Right now, though, I still have six months to smooth things over between the Dolces and the Darlings. That’s the only way they’ll stop ruining my town. It might not be my fight, but I’m the one in a position to stop the never-ending feud between them. I’m the only one with a bit of power over someone in both families, the only one with a connection to both. If I want to have anything to come back to in four years, if I want to go away for college and not feel like a selfish bitch who turned her back on everyone, I need to fix what I can before I go.

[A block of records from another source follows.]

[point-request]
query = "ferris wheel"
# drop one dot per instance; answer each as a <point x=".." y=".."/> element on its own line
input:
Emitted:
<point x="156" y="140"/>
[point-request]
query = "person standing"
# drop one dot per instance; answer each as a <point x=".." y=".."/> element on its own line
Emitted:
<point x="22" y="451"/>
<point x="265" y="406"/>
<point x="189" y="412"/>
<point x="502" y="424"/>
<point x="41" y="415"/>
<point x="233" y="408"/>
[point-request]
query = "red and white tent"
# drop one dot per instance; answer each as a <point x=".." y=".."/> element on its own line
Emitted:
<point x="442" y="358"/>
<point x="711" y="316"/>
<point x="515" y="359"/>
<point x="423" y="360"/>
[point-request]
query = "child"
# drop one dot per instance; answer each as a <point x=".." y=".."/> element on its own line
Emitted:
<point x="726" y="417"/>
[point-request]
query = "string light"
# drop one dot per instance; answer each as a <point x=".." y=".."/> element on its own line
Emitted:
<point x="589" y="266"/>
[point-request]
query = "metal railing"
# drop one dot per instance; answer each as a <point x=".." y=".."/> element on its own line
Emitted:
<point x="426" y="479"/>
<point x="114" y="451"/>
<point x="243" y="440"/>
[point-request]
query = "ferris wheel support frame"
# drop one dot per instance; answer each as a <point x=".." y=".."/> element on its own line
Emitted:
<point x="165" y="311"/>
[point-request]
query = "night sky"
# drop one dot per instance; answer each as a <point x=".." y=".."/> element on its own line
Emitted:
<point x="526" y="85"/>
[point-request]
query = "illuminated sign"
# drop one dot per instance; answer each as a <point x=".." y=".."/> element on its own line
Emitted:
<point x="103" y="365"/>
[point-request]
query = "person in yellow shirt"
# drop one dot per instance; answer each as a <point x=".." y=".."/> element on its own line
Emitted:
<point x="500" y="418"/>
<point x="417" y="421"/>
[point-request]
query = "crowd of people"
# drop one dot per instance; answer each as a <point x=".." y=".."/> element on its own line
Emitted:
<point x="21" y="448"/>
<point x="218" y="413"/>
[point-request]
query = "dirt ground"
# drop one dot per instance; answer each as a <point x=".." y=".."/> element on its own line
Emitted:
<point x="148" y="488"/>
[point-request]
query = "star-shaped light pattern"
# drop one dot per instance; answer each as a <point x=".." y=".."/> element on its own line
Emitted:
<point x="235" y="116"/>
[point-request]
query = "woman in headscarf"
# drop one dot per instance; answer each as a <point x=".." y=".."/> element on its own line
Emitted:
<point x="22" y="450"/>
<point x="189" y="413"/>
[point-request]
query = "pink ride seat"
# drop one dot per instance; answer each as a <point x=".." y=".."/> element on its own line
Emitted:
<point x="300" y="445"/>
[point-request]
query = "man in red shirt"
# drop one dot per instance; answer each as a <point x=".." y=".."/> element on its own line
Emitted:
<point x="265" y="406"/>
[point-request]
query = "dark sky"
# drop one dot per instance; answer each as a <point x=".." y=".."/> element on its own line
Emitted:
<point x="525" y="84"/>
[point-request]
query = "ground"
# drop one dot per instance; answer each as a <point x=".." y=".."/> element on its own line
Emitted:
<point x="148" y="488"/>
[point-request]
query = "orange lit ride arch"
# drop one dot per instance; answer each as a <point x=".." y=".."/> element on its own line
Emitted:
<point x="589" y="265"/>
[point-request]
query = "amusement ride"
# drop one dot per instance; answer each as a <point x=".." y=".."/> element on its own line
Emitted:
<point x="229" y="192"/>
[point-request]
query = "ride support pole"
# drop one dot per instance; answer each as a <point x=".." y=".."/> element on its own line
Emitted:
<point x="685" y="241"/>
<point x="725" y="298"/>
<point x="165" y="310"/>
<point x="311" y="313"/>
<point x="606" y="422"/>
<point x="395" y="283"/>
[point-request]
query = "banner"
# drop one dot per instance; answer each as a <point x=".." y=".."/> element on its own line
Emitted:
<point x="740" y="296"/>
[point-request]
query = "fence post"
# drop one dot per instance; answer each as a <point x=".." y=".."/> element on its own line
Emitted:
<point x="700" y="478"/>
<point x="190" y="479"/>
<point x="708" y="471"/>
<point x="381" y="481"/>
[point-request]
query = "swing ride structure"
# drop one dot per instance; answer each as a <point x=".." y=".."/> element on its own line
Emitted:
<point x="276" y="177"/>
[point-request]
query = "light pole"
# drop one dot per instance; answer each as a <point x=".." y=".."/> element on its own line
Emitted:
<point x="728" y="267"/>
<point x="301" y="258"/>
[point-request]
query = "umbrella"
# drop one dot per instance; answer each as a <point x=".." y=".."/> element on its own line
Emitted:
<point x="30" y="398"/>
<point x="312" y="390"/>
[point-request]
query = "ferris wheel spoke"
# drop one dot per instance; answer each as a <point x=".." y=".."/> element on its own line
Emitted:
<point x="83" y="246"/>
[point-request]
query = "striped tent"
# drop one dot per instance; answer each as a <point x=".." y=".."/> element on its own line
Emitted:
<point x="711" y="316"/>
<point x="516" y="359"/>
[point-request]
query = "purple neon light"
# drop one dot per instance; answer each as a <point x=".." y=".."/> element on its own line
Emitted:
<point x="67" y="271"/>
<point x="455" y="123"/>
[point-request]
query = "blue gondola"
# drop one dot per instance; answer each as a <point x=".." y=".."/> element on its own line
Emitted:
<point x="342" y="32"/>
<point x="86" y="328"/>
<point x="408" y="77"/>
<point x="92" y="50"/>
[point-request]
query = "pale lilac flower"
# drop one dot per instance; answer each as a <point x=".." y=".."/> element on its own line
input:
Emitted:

Which means I need to fix the Dolces.
I sit with Blue a little longer before waving goodbye to her and Olive, who’s lying on her stomach in the dirt, driving her cars along the sidewalk cracks in the fading twilight. I head inside, on guard thanks to Blue’s heads up about my mom’s latest binge. The lights are off, the house dark, but I can hear Mom moving around in her bedroom, which means she’s still on a binge. I sigh and step into my room.
I stop dead in my tracks. It looks like my whole room’s been tossed. Drawers are pulled out, clothes strewn across the floor. The mattress lays halfway off the bedframe, the box spring propped up against the wall. The closet door is open, shoe boxes tossed haphazardly around the door. Inside, most of the clothes are gone, only a few old shirts sagging halfway off the hangers.
My heart stops, and I have to swallow the wave of terror rising inside me like a tsunami. No, no, no. This isn’t happening. I don’t dare think about the possibilities.
I plow through the clothes on the floor, falling on my knees in the scattered shoe boxes. Panic roils up my throat like sickness as I throw the boxes aside, scrambling on all fours to the back of my closet, crawling like an animal, a scream building in the pit of my stomach.